ASSET PURCHASE AGREEMENT
BY AND AMONG
COLOR EDGE, INC.
SHAREHOLDERS OF SELLER
DECEMBER 24TH, 2004
ASSET PURCHASE AGREEMENT
THIS ASSET PURCHASE AGREEMENT, dated as of the 24th day of December 2004 (this “Agreement”), is entered into by and among MCEI, LLC, a Delaware limited liability company (the “Purchaser”), Merisel, Inc., a Delaware corporation, for purposes of Section 7.13 only (the “Acquiror Parent”), Color Edge, Inc., a New York corporation (the “Seller”) and the direct and indirect shareholders or members of the Seller set forth on the signature pages attached hereto (each a “Shareholder” and collectively, the “Shareholders”).
WHEREAS, Seller is engaged in the Business (as defined below);
WHEREAS, Seller wishes to sell to Purchaser, and Purchaser wishes to purchase from Seller, substantially all of the assets and properties of the Seller and in connection therewith Purchaser is willing to assume certain specified liabilities of Seller relating thereto, all upon the terms and subject to the conditions set forth herein;
WHEREAS, the Shareholders are the holders of all of the issued and outstanding equity interests of Seller and will receive direct and substantial benefits from consummation of the transactions contemplated hereby; and
WHEREAS, Purchaser would not enter into this Agreement or consummate the transactions contemplated hereby without the agreements of Shareholders contained herein.

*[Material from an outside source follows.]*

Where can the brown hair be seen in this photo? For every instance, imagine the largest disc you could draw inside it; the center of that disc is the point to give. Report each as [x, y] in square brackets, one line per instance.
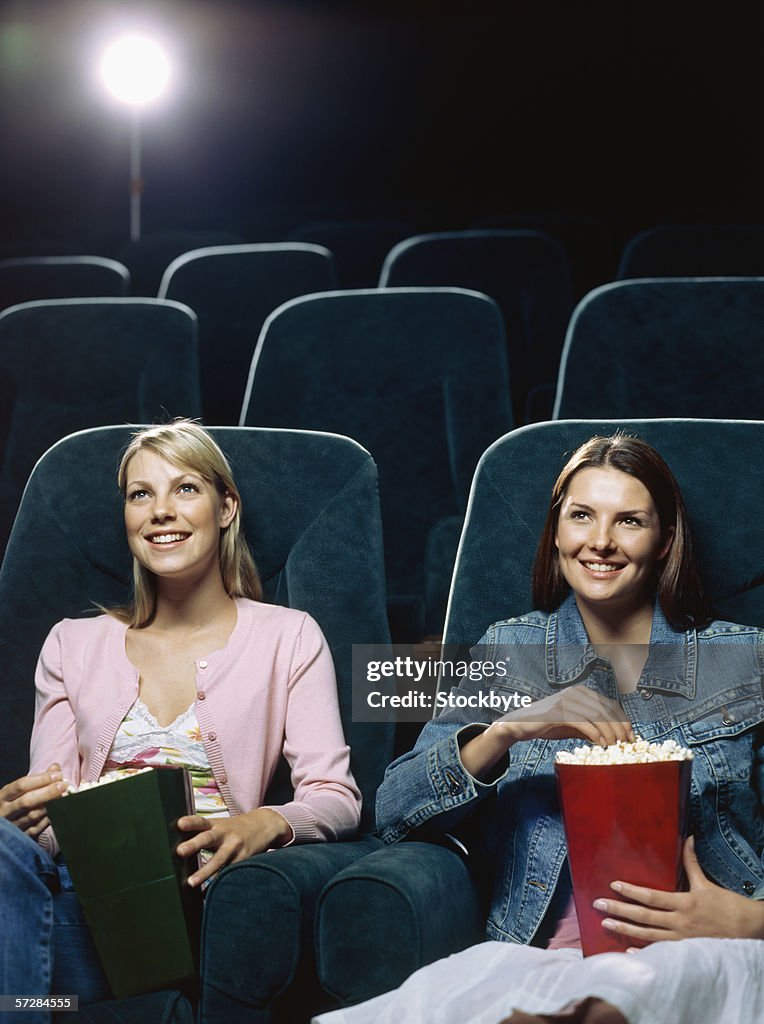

NOW THEREFORE, in consideration of the premises and the mutual representations, warranties, agreements and covenants hereinafter set forth, and intending to be legally bound hereby, Purchaser, Seller and Shareholders hereby agree as follows:
As used in this Agreement and the Exhibits and Schedules delivered pursuant to this Agreement, the following definitions will apply:
“Accounts Receivable” shall have the meaning given to such term in Section 4.18.
“Acquired Businesses” shall have the meaning given to such term in Section 4.12.
“Acquired Group” shall mean the limited liability company purchasing the assets of Color Edge Visual, Inc., a New York corporation (“CEV”), and Photobition New York, Inc., a Delaware corporation (“Photobition and, together with CEV, “Color Edge Visual”,) and the limited liability company purchasing the assets of Seller.
“Action” shall mean any action, claim, complaint, petition, investigation, suit or other proceeding, whether administrative, civil or criminal, in law or in equity, or before any arbitrator or Governmental Authority.
“Actual Net Working Capital” shall have the meaning given to such term in Section 2.6(d).
“Adjusted EBITDA” shall mean EBITDA of the Seller and Color Edge Visual, taken together, for the period from January 1, 2004 through November 30, 2004, without giving effect to expenses of the types set forth on Exhibit A hereto with the components of EBITDA and such expenses determined in accordance with GAAP.
“Affiliate” shall mean (a) an “affiliate” as defined under Rule 12b-2 of the Securities Exchange Act of 1934, as amended, (b) a Person who directly or indirectly controls, is controlled by or is under common control with the Person specified and (c) any Person owning directly or indirectly at least five percent (5%) of the outstanding equity interests of any other Person. All Related Persons shall be deemed Affiliates of one another.
“Agreement” shall have the meaning given to such term in the preamble.
“Alternative Transaction” shall have the meaning given to such term in Section 7.7.
“Applicable Law or Laws” shall mean all applicable provisions of all (a) constitutions, treaties, statutes, Laws (including the common law), rules, regulations, ordinances, codes or orders of any Governmental Authority, (b) Consents of any Governmental Authority and (c) orders, decisions, injunctions, judgments, awards and decrees of or agreements with any Governmental Authority.